1 in 26 people will develop epilepsy and the current “one size fits all model” is not effective for more than one third of patients who remain drug resistant (refractory epilepsy).

“What is the cause of my epilepsy?”

The role of genomics has been well established in epilepsy, initially with family and twin studies and then with the discovery of single genes causing epilepsy. What has evolved is that the vast majority of epilepsy patients have a more complex genomic basis for their epilepsy.

By integrating genomic testing into clinical care, we can provide a better understanding of the cause of epilepsy for a particular patient. This approach will end the diagnostic odyssey of searching for how and why they developed epilepsy and will enable precision-based, personalised treatment approaches based on the individual’s genomic results.

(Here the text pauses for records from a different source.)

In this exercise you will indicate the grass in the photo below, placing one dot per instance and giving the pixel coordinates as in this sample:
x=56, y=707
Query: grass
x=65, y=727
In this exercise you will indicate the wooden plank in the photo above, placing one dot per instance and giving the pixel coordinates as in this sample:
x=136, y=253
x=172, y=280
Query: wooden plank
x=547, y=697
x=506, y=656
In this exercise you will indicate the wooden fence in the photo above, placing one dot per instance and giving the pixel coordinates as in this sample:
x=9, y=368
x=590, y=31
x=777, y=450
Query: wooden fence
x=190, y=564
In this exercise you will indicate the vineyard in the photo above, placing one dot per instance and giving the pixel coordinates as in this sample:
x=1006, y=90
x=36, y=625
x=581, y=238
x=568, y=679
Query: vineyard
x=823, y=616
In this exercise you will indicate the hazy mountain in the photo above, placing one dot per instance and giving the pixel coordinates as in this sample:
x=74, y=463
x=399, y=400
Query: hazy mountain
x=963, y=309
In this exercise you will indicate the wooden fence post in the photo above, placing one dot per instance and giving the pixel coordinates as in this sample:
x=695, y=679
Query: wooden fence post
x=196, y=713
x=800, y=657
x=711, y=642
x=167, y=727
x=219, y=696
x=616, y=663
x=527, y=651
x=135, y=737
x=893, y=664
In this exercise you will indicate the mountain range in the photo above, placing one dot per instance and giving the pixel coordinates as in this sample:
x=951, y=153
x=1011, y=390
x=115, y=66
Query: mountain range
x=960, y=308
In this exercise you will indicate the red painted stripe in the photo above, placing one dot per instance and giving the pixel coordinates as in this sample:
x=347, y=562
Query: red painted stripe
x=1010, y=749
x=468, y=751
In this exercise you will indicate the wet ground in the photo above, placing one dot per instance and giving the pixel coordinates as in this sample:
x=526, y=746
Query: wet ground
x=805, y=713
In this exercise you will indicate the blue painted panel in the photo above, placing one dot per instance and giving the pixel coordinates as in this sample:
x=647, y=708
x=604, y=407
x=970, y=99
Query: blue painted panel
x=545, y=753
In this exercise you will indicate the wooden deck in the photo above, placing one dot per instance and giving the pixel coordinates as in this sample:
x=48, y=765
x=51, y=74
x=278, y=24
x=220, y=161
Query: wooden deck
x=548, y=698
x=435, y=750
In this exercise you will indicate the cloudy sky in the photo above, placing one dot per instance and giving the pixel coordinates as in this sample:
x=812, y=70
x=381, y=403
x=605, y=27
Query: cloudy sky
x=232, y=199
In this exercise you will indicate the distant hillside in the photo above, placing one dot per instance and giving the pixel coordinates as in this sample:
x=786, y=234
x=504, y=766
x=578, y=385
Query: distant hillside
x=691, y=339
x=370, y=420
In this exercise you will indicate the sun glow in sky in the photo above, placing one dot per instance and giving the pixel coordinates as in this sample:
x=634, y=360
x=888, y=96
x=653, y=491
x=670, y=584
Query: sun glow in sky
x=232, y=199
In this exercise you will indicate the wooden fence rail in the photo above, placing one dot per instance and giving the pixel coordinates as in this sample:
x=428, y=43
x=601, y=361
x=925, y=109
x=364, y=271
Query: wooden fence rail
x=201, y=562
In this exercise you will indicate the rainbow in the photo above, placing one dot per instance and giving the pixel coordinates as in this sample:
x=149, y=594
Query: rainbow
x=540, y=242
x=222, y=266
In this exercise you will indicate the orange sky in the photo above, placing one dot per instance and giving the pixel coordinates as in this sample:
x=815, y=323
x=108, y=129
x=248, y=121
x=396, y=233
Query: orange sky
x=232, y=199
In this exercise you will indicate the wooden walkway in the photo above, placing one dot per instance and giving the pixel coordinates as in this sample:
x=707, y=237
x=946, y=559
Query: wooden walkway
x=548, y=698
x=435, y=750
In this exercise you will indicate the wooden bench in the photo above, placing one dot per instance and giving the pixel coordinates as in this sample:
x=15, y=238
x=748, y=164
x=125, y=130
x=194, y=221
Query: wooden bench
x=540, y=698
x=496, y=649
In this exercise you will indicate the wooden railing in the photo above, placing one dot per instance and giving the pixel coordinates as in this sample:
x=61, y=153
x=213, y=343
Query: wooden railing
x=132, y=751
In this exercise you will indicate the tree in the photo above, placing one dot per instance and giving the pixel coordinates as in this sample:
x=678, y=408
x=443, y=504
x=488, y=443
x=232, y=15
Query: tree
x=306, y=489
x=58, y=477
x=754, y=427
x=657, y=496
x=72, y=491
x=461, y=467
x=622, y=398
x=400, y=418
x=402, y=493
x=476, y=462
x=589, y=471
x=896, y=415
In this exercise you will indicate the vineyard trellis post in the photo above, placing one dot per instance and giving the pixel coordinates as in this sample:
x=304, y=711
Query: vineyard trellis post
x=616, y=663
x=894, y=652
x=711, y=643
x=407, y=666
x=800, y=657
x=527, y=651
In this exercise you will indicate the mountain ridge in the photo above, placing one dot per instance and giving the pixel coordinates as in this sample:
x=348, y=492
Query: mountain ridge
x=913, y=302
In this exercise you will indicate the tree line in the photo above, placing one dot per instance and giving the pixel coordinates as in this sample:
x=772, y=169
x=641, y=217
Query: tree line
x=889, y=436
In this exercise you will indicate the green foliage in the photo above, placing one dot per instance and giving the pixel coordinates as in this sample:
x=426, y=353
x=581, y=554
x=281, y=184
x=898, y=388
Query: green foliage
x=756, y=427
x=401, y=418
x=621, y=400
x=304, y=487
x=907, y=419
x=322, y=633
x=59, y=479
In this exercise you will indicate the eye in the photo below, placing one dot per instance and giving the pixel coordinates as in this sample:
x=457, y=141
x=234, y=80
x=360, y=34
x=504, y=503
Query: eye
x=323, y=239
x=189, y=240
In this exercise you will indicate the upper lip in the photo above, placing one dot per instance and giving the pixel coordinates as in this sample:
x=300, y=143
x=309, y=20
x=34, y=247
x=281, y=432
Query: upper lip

“How can my epilepsy be treated?”

To fundamentally change the way drug resistant epilepsy patients are being treated we are developing a patient-specific, in vitro brain organoid drug-screening platform that can identify effective anti-seizure drugs. We plan to test whether such in vitro identified drug regimens are “real-world” effective in treating epilepsy in a particular drug-resistant patient, highlighting a precision-based approach for optimal drug selection – reducing the burden on patients and their families.

Our clinical and basic science team

Associate Professor Lata Vadlamudi is a Principal Research Fellow and group leader at the University of Queensland Centre for Clinical Research, and Senior Staff Specialist at the Royal Brisbane and Women’s Hospital. Lata has 15 years’ experience as a researcher. This, coupled with her expertise as a neurologist in clinical practice for almost 20 years, provides her with unique insights into patient needs and the skills to develop and implement much needed research into epilepsy.

Professor Ernst Wolvetang is an international leader in the field of pluripotent stem cell biology and functional genomics for almost 20 years.  He is the senior group leader of the Stem Cell Engineering Group at The University of Queensland’s Australian Institute for Bioengineering and Nanotechnology (AIBN) and Co-director of the Centre for stem cell ageing and regenerative engineering (stemCARE).

Our team also collaborates with Associate Professor Jeffrey Craig from Deakin University in Victoria, who is an epigeneticist and twin researcher with over 20 years’ experience. He is the Deputy Director of Twins Research Australia.